Boundaries
Posted on July 1st, 2009
“When you do not set healthy boundaries for yourself you are inviting people to ignore your needs.”
Oprah
Creating a fine line between what you will and won’t accept into your life saves you from miscommunication, heartache, and that feeling of overwhelm from saying yes too often and no too little. Everything you let into your space can have a ripple effect into your whole life. What you say yes and no to today will have an effect tomorrow.
If we don’t have clear, healthy boundaries, we end up with draining relationships, unrealistic workloads, and unhealthy bodies and minds. First we need to decide what is healthy for us and what is not. From what foods you want to ingest into your body, to what you want to spend your time and energy on, to what quality of relationships you want in your life.
For example, what do you want to give and receive from a friendship? If you want friends that are fun and supportive, but you have friends who are negative and critical, then you either haven’t defined your boundaries or you’ve broken them. No one can define your boundaries for you, and no one can cross them without your permission on some level. Do you subscribe to the ‘once bitten, twice shy’ model, or the ‘three strikes you’re out’, or the ‘I’m a welcome matt, wipe your dirty feet on me as you enter’?
It’s not always easy to set a clear boundary, especially when the pros and cons of a situation, a relationship or a job are about even. You want the pros, but at what cost? Each of us has a breaking point, and the clearer we are about where that fine line ends the sooner we can let go of what no longer serves us and open up to healthier experiences.
Insights
♦ Review the important areas of your life such as relationships, finances, work, physical, mental and emotion health, and so on to determine how satisfied you are in each area.
♦ With the areas you feel satisfied, notice where you’re boundaries are being honored. These may be boundaries you were not aware of, but are intrinsic to your values, such as having honesty in a relationship, fun with friends, rewarding work, eating nutritious foods, spending time on what is important to you, and so on. Congratulate yourself!
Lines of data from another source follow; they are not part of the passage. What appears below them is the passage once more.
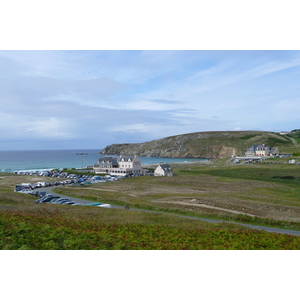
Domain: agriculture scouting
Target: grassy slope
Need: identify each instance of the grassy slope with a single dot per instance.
(28, 226)
(202, 144)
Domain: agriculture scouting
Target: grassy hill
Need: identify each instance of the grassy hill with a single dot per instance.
(214, 144)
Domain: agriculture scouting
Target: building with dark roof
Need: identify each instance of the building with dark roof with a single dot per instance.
(119, 165)
(163, 170)
(262, 150)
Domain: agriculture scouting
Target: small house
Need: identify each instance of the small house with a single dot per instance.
(163, 170)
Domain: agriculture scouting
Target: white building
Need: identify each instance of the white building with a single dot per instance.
(119, 165)
(163, 170)
(262, 150)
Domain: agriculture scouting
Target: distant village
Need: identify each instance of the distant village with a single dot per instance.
(259, 153)
(128, 166)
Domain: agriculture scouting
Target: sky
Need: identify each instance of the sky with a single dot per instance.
(90, 99)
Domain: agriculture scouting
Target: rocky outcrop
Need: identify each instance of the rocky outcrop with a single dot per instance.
(199, 145)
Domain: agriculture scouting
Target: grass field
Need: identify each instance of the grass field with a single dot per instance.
(258, 194)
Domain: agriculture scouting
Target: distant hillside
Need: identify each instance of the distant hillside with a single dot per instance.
(211, 144)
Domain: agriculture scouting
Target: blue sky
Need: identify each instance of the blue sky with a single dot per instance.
(89, 99)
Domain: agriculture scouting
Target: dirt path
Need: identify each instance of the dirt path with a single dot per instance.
(206, 206)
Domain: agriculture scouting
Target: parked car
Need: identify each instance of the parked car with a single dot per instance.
(104, 205)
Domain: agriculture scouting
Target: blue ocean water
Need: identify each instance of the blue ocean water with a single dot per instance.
(11, 161)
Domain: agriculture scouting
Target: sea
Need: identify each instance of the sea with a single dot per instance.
(38, 160)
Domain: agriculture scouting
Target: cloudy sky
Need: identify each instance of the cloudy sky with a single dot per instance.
(89, 99)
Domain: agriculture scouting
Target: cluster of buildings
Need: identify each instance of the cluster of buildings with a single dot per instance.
(131, 165)
(127, 166)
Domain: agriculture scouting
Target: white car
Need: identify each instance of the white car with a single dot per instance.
(26, 191)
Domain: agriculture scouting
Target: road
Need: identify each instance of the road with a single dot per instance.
(48, 190)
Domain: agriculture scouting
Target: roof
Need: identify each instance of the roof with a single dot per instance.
(165, 167)
(108, 160)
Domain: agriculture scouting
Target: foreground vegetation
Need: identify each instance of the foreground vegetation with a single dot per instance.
(256, 194)
(59, 231)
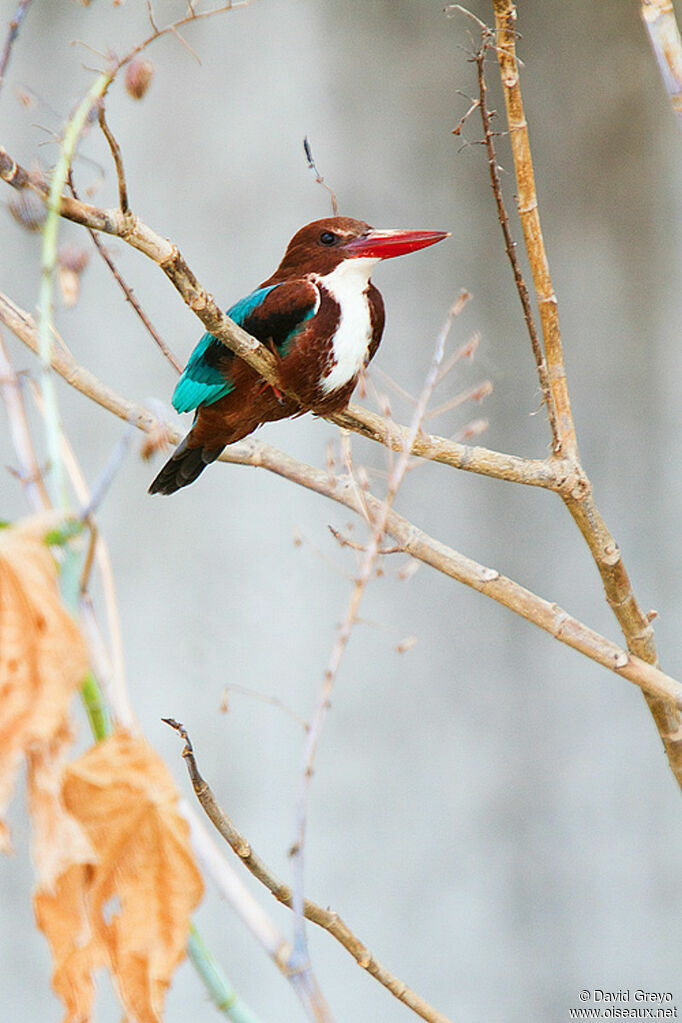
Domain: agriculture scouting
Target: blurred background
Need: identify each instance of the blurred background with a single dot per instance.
(492, 813)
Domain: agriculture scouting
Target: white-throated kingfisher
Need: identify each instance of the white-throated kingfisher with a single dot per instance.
(322, 317)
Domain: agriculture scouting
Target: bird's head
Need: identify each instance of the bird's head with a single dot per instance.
(321, 246)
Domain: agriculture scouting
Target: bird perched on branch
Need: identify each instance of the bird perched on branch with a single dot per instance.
(322, 318)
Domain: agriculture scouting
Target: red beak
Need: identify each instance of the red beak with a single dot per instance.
(385, 245)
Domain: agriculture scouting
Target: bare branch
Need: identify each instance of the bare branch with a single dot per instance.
(505, 20)
(12, 33)
(326, 919)
(547, 397)
(118, 161)
(658, 17)
(547, 616)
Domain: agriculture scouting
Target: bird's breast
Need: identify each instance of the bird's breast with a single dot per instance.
(349, 343)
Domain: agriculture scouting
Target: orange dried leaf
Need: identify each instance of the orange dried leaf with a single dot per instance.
(42, 655)
(145, 883)
(64, 863)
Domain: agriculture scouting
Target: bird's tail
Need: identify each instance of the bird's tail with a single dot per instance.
(184, 465)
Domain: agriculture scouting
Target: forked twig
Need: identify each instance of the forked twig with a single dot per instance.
(12, 33)
(378, 527)
(542, 613)
(326, 919)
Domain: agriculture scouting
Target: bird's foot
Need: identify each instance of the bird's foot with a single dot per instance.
(275, 390)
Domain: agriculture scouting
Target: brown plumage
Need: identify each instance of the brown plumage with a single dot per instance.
(323, 319)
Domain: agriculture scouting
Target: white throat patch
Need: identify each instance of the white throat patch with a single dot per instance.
(348, 285)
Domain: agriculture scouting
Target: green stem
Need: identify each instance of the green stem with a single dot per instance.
(72, 134)
(223, 994)
(95, 706)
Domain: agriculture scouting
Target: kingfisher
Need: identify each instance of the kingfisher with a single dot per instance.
(322, 318)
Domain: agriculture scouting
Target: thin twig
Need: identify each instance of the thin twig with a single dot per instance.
(345, 542)
(378, 524)
(118, 161)
(128, 292)
(424, 548)
(635, 624)
(505, 21)
(553, 475)
(658, 17)
(30, 475)
(12, 33)
(326, 919)
(318, 177)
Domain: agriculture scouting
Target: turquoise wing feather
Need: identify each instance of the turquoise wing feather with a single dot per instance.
(202, 382)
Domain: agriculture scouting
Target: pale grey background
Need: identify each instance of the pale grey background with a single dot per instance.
(492, 813)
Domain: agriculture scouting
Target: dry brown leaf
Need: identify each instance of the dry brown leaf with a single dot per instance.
(145, 883)
(64, 863)
(43, 658)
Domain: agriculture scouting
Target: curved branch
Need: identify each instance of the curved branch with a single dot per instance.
(488, 581)
(326, 919)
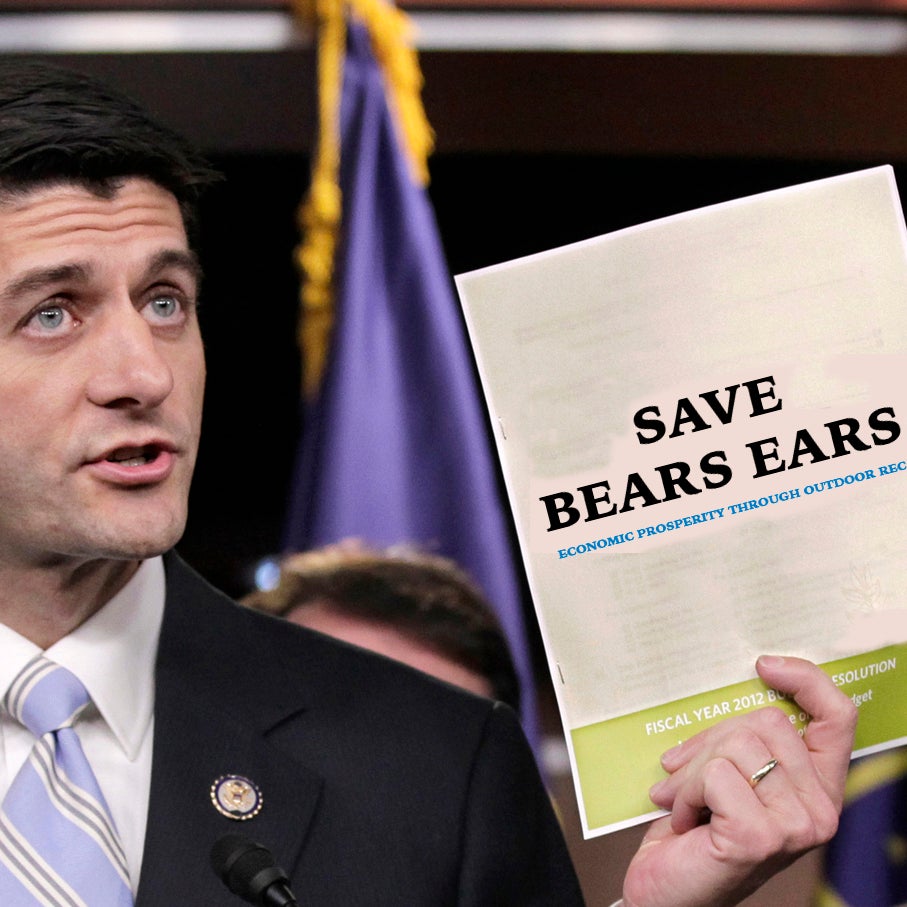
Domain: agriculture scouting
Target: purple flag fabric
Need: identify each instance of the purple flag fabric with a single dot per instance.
(866, 861)
(396, 449)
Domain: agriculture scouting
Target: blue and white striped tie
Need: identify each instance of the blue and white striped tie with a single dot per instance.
(58, 844)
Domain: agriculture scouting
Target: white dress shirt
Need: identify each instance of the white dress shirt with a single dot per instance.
(113, 654)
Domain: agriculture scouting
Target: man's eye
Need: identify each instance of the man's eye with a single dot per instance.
(49, 318)
(164, 307)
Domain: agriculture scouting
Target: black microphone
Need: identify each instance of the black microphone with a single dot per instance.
(250, 871)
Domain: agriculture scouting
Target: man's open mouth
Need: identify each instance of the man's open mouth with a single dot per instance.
(134, 456)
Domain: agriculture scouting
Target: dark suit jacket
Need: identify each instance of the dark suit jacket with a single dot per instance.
(380, 786)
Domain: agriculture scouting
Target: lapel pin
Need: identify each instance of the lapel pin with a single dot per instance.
(236, 797)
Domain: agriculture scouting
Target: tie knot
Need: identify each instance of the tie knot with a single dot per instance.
(45, 696)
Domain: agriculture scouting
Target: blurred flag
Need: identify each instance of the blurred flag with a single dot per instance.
(866, 862)
(395, 447)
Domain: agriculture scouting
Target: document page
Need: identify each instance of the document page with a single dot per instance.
(702, 424)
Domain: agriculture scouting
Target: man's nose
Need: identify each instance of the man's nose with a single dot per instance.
(129, 367)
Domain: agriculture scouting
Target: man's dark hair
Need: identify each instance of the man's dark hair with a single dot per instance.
(422, 596)
(59, 126)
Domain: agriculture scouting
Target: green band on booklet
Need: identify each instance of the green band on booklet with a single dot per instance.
(629, 748)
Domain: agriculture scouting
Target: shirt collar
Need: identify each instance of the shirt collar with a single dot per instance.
(113, 653)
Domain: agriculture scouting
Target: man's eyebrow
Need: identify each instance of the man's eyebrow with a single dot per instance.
(38, 278)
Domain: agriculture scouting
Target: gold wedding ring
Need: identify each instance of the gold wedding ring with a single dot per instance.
(756, 777)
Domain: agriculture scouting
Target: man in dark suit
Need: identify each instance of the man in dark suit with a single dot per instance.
(372, 784)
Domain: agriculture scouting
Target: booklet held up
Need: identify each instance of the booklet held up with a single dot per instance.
(702, 423)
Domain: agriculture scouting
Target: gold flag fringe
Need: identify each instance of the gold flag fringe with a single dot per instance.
(319, 216)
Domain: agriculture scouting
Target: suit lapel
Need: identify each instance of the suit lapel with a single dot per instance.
(209, 722)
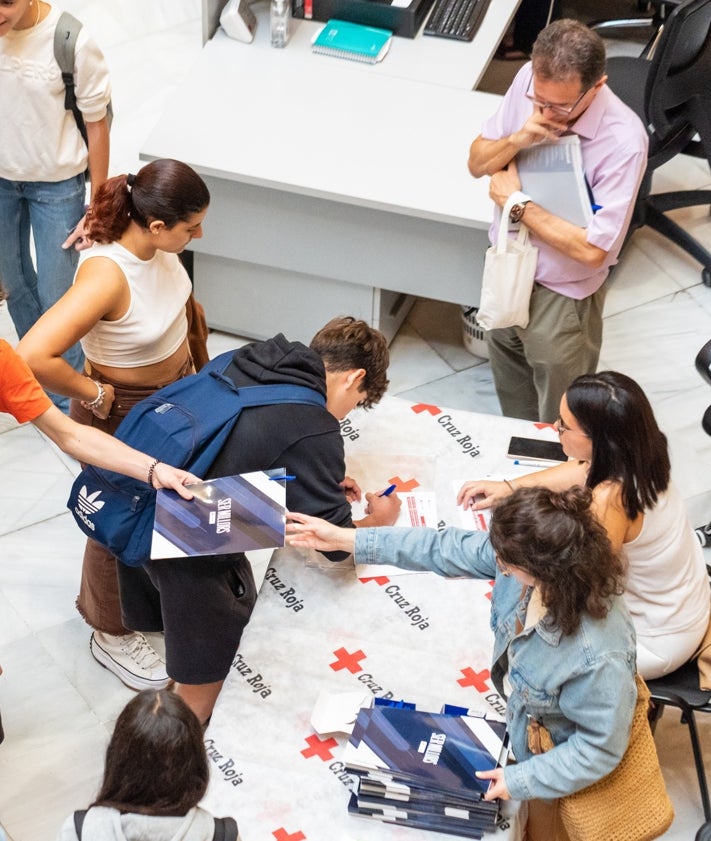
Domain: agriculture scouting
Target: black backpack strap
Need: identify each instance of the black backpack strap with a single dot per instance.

♦ With the areas you feel unsatisfied, notice where you either have unclear boundaries or you have allowed a situation or person to cross your boundaries. What are you saying yes to and what are you saying no to (like saying yes to someone or something else and no to yourself)? What’s at stake for you to set and honor your boundaries? What will it take to set clear boundaries?
Inspiration
♦ With the important areas of your life where you are satisfied, identify the boundaries you’ve created within those. This will help you to make choices in the future. As you set your intention to attract new people and experiences into your life (i.e. a new job, friendship, goal etc.) use your boundaries list as a way to define what you want in your life. Whenever you have a decision to make, ask yourself whether it honors your boundaries or not.
♦ With the important areas of your life where you are not satisfied, make a list of what boundaries you haven’t set and/or which ones have been crossed. Determine what boundaries you need to set and how you will do that. Instead of getting caught in blame or victimhood, simply redefine your boundaries and move forward.
♦ If you are unclear or nervous about setting a new boundary, try this guided imagery exercise as a way to gain clarity and confidence. Sit in a comfortable position with your eyes closed. Take a few relaxing breaths and move all of your awareness into the center of your head, a few inches back from your forehead. Imagine the situation where you would like to create a healthier boundary. Notice any feelings of discomfort arise and simply feel them and breathe them out. Breathe in relaxation and as much amusement as you can as you look at this situation. Let yourself see clearly what it will cost you if you don’t set a healthy boundary. Ask your highest self what boundary needs to be set. Imagine this boundary has been set and notice the positive results. Even if it means ending a relationship or job etc. which would be sad for you, see the benefits down the road. Move past any fear or doubt and feel the relief, freedom, joy or whatever comes up as a result of honoring yourself and your boundaries.


July 3rd, 2009 at 3:09 pm
This is great, Gini — I think it’s so important to set and honour our own boundaries. It’s difficult at first, I think, but becomes a healthy habit.
I’d also suggest practicing your “boundary talk” with an objective friend or family member. When I need to stand up for myself or set a boundary, it helps to have role played it first. Not even a serious role play, just a “this is what’s happening, this is what I want to see happen, and this is what I want to say.” I like getting rational feedback
Hope all is well with you. Looking forward to writing group!
Laurie
July 4th, 2009 at 11:21 am
Thanks for that suggestion Laurie - role playing it out or talking to someone about what you want to say around setting a boundary is a great idea.